OpenAIが記録を塗り替えた陰で、ロボット・半導体スタートアップが静かにユニコーン数No.1を奪取した
OpenAIが8,400億円の評価額で世界記録を塗り替えた2026年2月——だが数の上でユニコーンを最も生み出したのはAI企業ではなく、ロボットと半導体スタートアップだった。クランチベースが突きつけた、次の産業革命の衝撃の現実。

「OpenAIが史上最高額の資金調達を達成した」——2026年2月、そのニュースばかりが騒がれた。だが、数字の裏に隠れた衝撃の現実がある。実はこの月、最も多くのユニコーン企業を生み出したのはAIフロンティア企業ではなく、ロボット・半導体スタートアップだったのだ。

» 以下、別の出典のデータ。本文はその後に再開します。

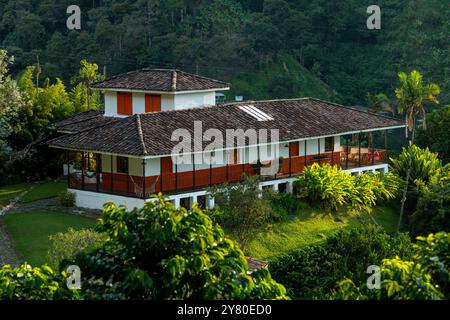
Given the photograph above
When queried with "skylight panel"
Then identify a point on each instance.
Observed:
(256, 113)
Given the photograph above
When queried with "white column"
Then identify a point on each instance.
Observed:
(290, 187)
(177, 203)
(194, 199)
(210, 201)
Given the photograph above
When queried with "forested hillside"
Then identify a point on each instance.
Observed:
(285, 48)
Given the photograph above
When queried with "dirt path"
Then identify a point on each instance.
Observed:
(8, 253)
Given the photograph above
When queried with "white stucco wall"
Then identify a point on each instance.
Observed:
(168, 101)
(111, 104)
(93, 200)
(247, 155)
(138, 102)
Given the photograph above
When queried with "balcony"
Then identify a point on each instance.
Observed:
(89, 177)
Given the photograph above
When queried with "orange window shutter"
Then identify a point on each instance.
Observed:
(124, 103)
(119, 103)
(294, 149)
(166, 165)
(128, 104)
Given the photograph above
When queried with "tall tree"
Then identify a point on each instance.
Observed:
(88, 75)
(411, 95)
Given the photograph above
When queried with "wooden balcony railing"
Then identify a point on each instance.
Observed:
(176, 182)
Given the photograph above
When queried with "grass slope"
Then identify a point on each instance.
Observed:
(309, 227)
(8, 193)
(45, 190)
(31, 231)
(284, 78)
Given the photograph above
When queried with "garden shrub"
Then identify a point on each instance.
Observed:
(334, 188)
(314, 271)
(28, 283)
(432, 212)
(159, 252)
(424, 166)
(67, 198)
(326, 184)
(423, 276)
(244, 207)
(285, 204)
(67, 245)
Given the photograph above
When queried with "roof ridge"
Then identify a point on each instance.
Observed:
(174, 80)
(140, 134)
(367, 111)
(99, 113)
(236, 103)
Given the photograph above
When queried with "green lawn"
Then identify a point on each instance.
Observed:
(45, 190)
(31, 231)
(311, 226)
(7, 193)
(42, 190)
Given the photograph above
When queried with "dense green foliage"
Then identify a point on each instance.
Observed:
(28, 283)
(314, 271)
(437, 135)
(156, 252)
(424, 276)
(26, 113)
(159, 252)
(432, 213)
(229, 38)
(66, 245)
(31, 231)
(420, 165)
(424, 164)
(335, 188)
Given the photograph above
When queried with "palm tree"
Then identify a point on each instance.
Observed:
(411, 96)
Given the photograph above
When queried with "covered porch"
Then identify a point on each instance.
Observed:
(138, 177)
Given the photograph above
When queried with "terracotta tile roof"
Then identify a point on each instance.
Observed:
(151, 133)
(255, 264)
(164, 80)
(83, 121)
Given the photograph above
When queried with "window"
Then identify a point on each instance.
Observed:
(294, 149)
(233, 157)
(329, 144)
(152, 103)
(124, 103)
(122, 165)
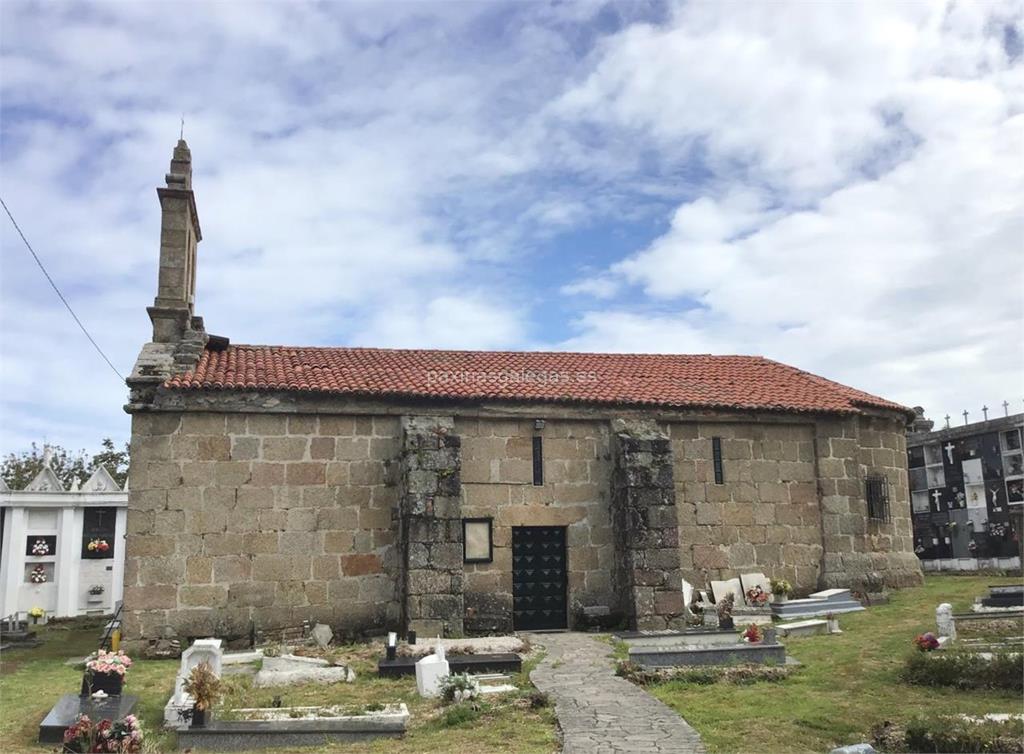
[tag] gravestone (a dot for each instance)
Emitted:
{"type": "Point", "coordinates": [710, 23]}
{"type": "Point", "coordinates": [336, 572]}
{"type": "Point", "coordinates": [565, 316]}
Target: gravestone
{"type": "Point", "coordinates": [687, 594]}
{"type": "Point", "coordinates": [292, 669]}
{"type": "Point", "coordinates": [202, 651]}
{"type": "Point", "coordinates": [429, 672]}
{"type": "Point", "coordinates": [1005, 596]}
{"type": "Point", "coordinates": [944, 621]}
{"type": "Point", "coordinates": [720, 588]}
{"type": "Point", "coordinates": [752, 581]}
{"type": "Point", "coordinates": [323, 635]}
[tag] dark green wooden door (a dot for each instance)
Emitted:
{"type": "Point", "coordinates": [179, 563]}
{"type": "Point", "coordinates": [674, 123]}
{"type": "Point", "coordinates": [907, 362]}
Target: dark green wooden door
{"type": "Point", "coordinates": [539, 578]}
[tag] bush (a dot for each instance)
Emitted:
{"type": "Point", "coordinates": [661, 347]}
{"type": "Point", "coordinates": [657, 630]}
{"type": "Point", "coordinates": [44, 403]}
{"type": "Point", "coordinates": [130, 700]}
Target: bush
{"type": "Point", "coordinates": [965, 670]}
{"type": "Point", "coordinates": [460, 715]}
{"type": "Point", "coordinates": [950, 735]}
{"type": "Point", "coordinates": [539, 700]}
{"type": "Point", "coordinates": [459, 687]}
{"type": "Point", "coordinates": [739, 674]}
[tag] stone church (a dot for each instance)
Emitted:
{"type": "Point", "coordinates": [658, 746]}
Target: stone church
{"type": "Point", "coordinates": [460, 492]}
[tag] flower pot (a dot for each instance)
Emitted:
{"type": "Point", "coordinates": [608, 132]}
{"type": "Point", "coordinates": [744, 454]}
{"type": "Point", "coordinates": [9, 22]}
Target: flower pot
{"type": "Point", "coordinates": [109, 683]}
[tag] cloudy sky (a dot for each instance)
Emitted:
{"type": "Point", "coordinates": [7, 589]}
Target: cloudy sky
{"type": "Point", "coordinates": [836, 185]}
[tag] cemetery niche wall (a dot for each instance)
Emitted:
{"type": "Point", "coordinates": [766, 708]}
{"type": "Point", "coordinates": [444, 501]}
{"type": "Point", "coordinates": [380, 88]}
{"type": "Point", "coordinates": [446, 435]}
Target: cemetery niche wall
{"type": "Point", "coordinates": [62, 550]}
{"type": "Point", "coordinates": [967, 493]}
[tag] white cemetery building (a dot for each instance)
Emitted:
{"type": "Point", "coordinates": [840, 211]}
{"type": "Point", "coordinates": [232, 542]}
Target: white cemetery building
{"type": "Point", "coordinates": [62, 550]}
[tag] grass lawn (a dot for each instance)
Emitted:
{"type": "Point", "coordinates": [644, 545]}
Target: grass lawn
{"type": "Point", "coordinates": [847, 683]}
{"type": "Point", "coordinates": [31, 680]}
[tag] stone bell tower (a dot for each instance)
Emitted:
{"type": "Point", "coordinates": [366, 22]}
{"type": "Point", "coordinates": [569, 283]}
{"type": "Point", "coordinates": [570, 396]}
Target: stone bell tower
{"type": "Point", "coordinates": [173, 307]}
{"type": "Point", "coordinates": [178, 336]}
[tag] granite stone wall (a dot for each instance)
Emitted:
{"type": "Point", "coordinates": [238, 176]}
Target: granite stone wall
{"type": "Point", "coordinates": [764, 517]}
{"type": "Point", "coordinates": [646, 524]}
{"type": "Point", "coordinates": [848, 451]}
{"type": "Point", "coordinates": [273, 518]}
{"type": "Point", "coordinates": [269, 518]}
{"type": "Point", "coordinates": [498, 483]}
{"type": "Point", "coordinates": [430, 528]}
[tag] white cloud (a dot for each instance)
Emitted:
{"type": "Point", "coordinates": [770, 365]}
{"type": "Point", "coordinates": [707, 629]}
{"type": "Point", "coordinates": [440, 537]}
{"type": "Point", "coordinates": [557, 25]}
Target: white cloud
{"type": "Point", "coordinates": [840, 185]}
{"type": "Point", "coordinates": [909, 283]}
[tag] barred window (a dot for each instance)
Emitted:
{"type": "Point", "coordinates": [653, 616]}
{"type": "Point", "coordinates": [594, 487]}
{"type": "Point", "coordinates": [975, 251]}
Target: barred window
{"type": "Point", "coordinates": [877, 495]}
{"type": "Point", "coordinates": [538, 461]}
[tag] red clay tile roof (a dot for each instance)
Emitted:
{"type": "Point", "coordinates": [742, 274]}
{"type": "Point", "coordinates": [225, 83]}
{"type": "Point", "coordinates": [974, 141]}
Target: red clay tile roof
{"type": "Point", "coordinates": [679, 381]}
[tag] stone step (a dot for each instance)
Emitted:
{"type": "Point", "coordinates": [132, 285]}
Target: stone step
{"type": "Point", "coordinates": [803, 628]}
{"type": "Point", "coordinates": [839, 595]}
{"type": "Point", "coordinates": [811, 609]}
{"type": "Point", "coordinates": [737, 654]}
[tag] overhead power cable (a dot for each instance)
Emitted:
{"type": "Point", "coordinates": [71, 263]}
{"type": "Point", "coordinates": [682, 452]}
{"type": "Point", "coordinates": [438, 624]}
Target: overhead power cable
{"type": "Point", "coordinates": [57, 291]}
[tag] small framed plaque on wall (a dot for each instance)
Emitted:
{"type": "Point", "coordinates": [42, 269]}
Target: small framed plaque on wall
{"type": "Point", "coordinates": [477, 542]}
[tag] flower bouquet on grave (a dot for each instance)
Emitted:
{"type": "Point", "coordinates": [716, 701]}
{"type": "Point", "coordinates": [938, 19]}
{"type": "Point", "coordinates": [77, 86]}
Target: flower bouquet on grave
{"type": "Point", "coordinates": [204, 686]}
{"type": "Point", "coordinates": [97, 545]}
{"type": "Point", "coordinates": [123, 737]}
{"type": "Point", "coordinates": [757, 597]}
{"type": "Point", "coordinates": [724, 610]}
{"type": "Point", "coordinates": [780, 590]}
{"type": "Point", "coordinates": [104, 671]}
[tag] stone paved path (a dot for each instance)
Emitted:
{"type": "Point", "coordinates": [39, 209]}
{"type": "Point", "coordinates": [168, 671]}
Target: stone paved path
{"type": "Point", "coordinates": [599, 712]}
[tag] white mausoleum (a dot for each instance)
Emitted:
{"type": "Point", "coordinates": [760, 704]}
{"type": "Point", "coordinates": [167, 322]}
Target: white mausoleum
{"type": "Point", "coordinates": [62, 549]}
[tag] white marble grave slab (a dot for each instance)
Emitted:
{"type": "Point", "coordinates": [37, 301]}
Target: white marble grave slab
{"type": "Point", "coordinates": [721, 588]}
{"type": "Point", "coordinates": [751, 581]}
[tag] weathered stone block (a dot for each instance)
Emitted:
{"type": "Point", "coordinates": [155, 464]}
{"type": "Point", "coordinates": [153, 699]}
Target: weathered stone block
{"type": "Point", "coordinates": [360, 564]}
{"type": "Point", "coordinates": [297, 474]}
{"type": "Point", "coordinates": [285, 449]}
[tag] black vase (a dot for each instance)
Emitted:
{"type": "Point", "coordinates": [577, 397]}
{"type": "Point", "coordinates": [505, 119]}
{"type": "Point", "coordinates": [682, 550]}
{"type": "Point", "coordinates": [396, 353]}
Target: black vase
{"type": "Point", "coordinates": [109, 683]}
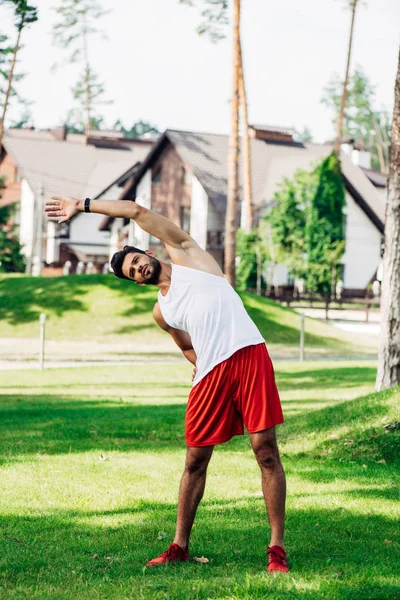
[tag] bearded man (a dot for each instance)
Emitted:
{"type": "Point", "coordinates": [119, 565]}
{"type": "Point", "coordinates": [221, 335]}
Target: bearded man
{"type": "Point", "coordinates": [233, 383]}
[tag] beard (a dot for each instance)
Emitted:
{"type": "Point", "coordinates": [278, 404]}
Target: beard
{"type": "Point", "coordinates": [155, 276]}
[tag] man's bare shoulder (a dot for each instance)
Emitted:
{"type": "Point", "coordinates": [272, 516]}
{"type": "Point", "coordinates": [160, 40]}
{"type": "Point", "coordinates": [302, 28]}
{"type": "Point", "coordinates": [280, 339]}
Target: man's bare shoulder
{"type": "Point", "coordinates": [159, 319]}
{"type": "Point", "coordinates": [191, 255]}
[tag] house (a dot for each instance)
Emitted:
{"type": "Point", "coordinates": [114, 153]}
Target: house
{"type": "Point", "coordinates": [39, 164]}
{"type": "Point", "coordinates": [184, 177]}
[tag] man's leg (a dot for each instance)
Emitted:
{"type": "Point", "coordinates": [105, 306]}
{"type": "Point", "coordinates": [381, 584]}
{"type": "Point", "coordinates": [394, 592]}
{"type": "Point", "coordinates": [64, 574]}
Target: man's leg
{"type": "Point", "coordinates": [273, 481]}
{"type": "Point", "coordinates": [191, 491]}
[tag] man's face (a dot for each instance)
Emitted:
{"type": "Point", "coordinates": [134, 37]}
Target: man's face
{"type": "Point", "coordinates": [141, 268]}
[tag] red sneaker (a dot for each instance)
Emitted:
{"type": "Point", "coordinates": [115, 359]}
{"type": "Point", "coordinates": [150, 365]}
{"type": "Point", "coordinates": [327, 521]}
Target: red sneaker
{"type": "Point", "coordinates": [277, 560]}
{"type": "Point", "coordinates": [173, 554]}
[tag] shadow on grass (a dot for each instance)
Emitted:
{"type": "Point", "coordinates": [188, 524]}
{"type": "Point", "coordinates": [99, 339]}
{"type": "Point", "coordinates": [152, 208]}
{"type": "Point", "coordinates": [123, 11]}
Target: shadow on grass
{"type": "Point", "coordinates": [326, 378]}
{"type": "Point", "coordinates": [73, 551]}
{"type": "Point", "coordinates": [22, 299]}
{"type": "Point", "coordinates": [270, 319]}
{"type": "Point", "coordinates": [363, 420]}
{"type": "Point", "coordinates": [58, 425]}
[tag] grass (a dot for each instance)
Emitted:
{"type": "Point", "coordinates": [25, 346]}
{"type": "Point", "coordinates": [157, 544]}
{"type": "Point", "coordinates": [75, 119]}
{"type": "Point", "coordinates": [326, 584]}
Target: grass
{"type": "Point", "coordinates": [90, 466]}
{"type": "Point", "coordinates": [103, 309]}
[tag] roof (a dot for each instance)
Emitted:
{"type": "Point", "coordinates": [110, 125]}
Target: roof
{"type": "Point", "coordinates": [68, 168]}
{"type": "Point", "coordinates": [376, 177]}
{"type": "Point", "coordinates": [206, 155]}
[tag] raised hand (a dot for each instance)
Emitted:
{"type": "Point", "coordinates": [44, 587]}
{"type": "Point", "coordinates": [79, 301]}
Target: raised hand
{"type": "Point", "coordinates": [62, 208]}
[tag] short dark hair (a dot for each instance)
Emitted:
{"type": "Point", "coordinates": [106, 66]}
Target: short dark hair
{"type": "Point", "coordinates": [118, 259]}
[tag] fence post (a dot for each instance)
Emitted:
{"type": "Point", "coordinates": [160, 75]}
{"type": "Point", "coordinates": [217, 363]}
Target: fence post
{"type": "Point", "coordinates": [302, 319]}
{"type": "Point", "coordinates": [42, 336]}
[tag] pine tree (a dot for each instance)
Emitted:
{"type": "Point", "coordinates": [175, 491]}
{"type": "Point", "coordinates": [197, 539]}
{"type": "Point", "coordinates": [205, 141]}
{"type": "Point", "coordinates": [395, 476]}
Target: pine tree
{"type": "Point", "coordinates": [324, 232]}
{"type": "Point", "coordinates": [24, 15]}
{"type": "Point", "coordinates": [76, 24]}
{"type": "Point", "coordinates": [389, 351]}
{"type": "Point", "coordinates": [11, 257]}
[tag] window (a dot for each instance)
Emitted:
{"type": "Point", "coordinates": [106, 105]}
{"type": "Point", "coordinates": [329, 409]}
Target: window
{"type": "Point", "coordinates": [185, 218]}
{"type": "Point", "coordinates": [156, 176]}
{"type": "Point", "coordinates": [62, 230]}
{"type": "Point", "coordinates": [186, 177]}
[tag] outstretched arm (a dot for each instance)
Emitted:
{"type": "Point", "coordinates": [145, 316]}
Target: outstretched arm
{"type": "Point", "coordinates": [151, 222]}
{"type": "Point", "coordinates": [181, 338]}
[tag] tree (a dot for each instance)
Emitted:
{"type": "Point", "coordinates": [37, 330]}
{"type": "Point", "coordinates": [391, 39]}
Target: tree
{"type": "Point", "coordinates": [307, 225]}
{"type": "Point", "coordinates": [324, 232]}
{"type": "Point", "coordinates": [253, 252]}
{"type": "Point", "coordinates": [11, 257]}
{"type": "Point", "coordinates": [24, 15]}
{"type": "Point", "coordinates": [361, 121]}
{"type": "Point", "coordinates": [353, 6]}
{"type": "Point", "coordinates": [137, 130]}
{"type": "Point", "coordinates": [72, 31]}
{"type": "Point", "coordinates": [214, 14]}
{"type": "Point", "coordinates": [288, 219]}
{"type": "Point", "coordinates": [232, 199]}
{"type": "Point", "coordinates": [389, 351]}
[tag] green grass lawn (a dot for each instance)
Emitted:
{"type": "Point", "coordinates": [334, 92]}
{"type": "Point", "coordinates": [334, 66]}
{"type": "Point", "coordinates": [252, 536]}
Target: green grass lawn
{"type": "Point", "coordinates": [90, 466]}
{"type": "Point", "coordinates": [105, 309]}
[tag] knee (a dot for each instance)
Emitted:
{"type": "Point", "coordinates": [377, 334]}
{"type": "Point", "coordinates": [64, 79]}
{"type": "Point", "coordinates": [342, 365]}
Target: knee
{"type": "Point", "coordinates": [196, 465]}
{"type": "Point", "coordinates": [268, 457]}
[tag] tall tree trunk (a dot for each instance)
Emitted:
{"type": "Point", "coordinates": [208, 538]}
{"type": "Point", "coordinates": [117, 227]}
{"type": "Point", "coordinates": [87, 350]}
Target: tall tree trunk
{"type": "Point", "coordinates": [346, 81]}
{"type": "Point", "coordinates": [247, 212]}
{"type": "Point", "coordinates": [233, 162]}
{"type": "Point", "coordinates": [389, 351]}
{"type": "Point", "coordinates": [10, 81]}
{"type": "Point", "coordinates": [379, 146]}
{"type": "Point", "coordinates": [88, 100]}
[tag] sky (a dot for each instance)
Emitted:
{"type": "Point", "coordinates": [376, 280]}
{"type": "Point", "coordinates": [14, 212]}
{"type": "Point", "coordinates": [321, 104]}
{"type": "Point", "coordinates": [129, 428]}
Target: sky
{"type": "Point", "coordinates": [156, 67]}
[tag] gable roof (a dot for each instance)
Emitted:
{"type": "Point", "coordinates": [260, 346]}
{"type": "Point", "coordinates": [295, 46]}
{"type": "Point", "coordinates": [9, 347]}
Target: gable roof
{"type": "Point", "coordinates": [206, 155]}
{"type": "Point", "coordinates": [66, 168]}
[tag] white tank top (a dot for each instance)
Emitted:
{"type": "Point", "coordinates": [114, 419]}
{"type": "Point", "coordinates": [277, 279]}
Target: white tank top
{"type": "Point", "coordinates": [211, 312]}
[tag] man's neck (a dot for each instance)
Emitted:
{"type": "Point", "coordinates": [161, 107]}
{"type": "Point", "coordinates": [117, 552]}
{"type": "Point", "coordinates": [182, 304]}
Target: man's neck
{"type": "Point", "coordinates": [165, 278]}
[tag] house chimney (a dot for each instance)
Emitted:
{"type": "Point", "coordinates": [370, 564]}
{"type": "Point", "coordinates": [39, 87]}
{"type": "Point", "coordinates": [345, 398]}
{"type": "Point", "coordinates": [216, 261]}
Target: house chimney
{"type": "Point", "coordinates": [271, 133]}
{"type": "Point", "coordinates": [360, 155]}
{"type": "Point", "coordinates": [59, 133]}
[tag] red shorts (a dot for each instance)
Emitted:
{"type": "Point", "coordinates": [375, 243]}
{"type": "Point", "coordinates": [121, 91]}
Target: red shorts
{"type": "Point", "coordinates": [240, 389]}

クランチベースの最新レポートが、この残酷な現実を突きつけた。
「静かな革命」——2月に誕生した27社のユニコーン
2026年2月、合計27社が10億ドル超の評価額を誇るユニコーンボードに仲間入りした。内訳を見ると、話が変わってくる。
- ロボティクス: 6社(最多)
- 半導体関連: 4社(2位タイ)
- ヘルスケア: 3社
- 基盤AI・クラウド・航空宇宙・金融: 各2社
注目すべきは、ロボットと半導体が「静かに」リードしていた点だ。メディアの視線がOpenAIの8,400億円(840億ドル)評価達成に集中していたあいだに、ハードウェア革命が着々と進んでいた。
新ユニコーンの顔ぶれが示す「次の戦場」
今回誕生したロボット系ユニコーンの顔ぶれが、特に示唆的だ。
Bedrock Robotics(米・サンフランシスコ)は、建設現場の自動化ソリューションで評価額1,800億円(18億ドル)に到達。創業わずか1年での達成だ。Google系ファンド「CapitalG」が主導したシリーズBで2億7,000万ドルを調達した。
Spirit AI(中国・北京)は、人型ロボット向けの「物理的知性」基盤モデルを開発。2年で1,500億円超の評価を得た。中国のロボット技術がいかに急速に世界トップレベルに近づいているかを物語っている。
さらにAI² Robotics、Galaxea AIなど、中国発の産業用・サービス用ロボット企業が続々と1,000億円超えの評価を獲得。米国19社に対し、中国4社がランクイン——中国ロボット産業の猛追が数字に出た形だ。
なぜ今、ロボットと半導体なのか
背景には、AI技術が「ソフトウェア完結型」から「物理世界との統合」へと本格移行し始めた流れがある。LLMは言葉を理解した。次は、手足を動かす番だ。製造業・物流・建設・介護——あらゆる業界で「AIが体を持つ」ことへの需要が爆発的に高まっている。半導体はその筋肉にあたる部分で、AIを動かすチップ需要がDRAM価格を1年で700%高騰させているのも同じ文脈だ。
今月の資金調達ランキングでも、OpenAI(1,100億ドル)、Anthropic(300億ドル)、Waymo(自律走行、評価1,260億ドル)が上位を占めたが、数でいえばロボット・半導体が圧倒した。「次の10年の主役は誰か」という問いに、投資家たちは静かに答えを出し始めている。
日本への影響——ものづくり大国の逆転チャンスか脅威か
日本にとって、この動きは複雑だ。製造業のお家芸であるロボット・精密部品の技術基盤が世界から再び注目される追い風がある。ファナック、安川電機、キーエンスといった企業への注目度が高まっている。
しかし裏を返せば、中国・米国が巨額資金を投じてAIロボットを急速に高度化させる中、日本が「ソフトウェア×ロボット」の融合で後手に回れば、ハードウェア優位さえ失いかねない。ソフトウェア弱者の「ものづくり大国」では、もはや生き残れない——その恐怖の現実が、今月のユニコーンランキングに滲んでいる。
まとめ
OpenAIが表舞台で派手な記録を塗り替えた2月、舞台裏では「次の産業革命」の主役たちが静かに地位を固めた。ロボット6社、半導体4社——派手さはないが、この数字こそが2030年代を占う最も重要な信号かもしれない。「AIは概念を超えて、物理世界を変え始めている」。その衝撃の現実を、投資家たちはとっくに織り込んでいる。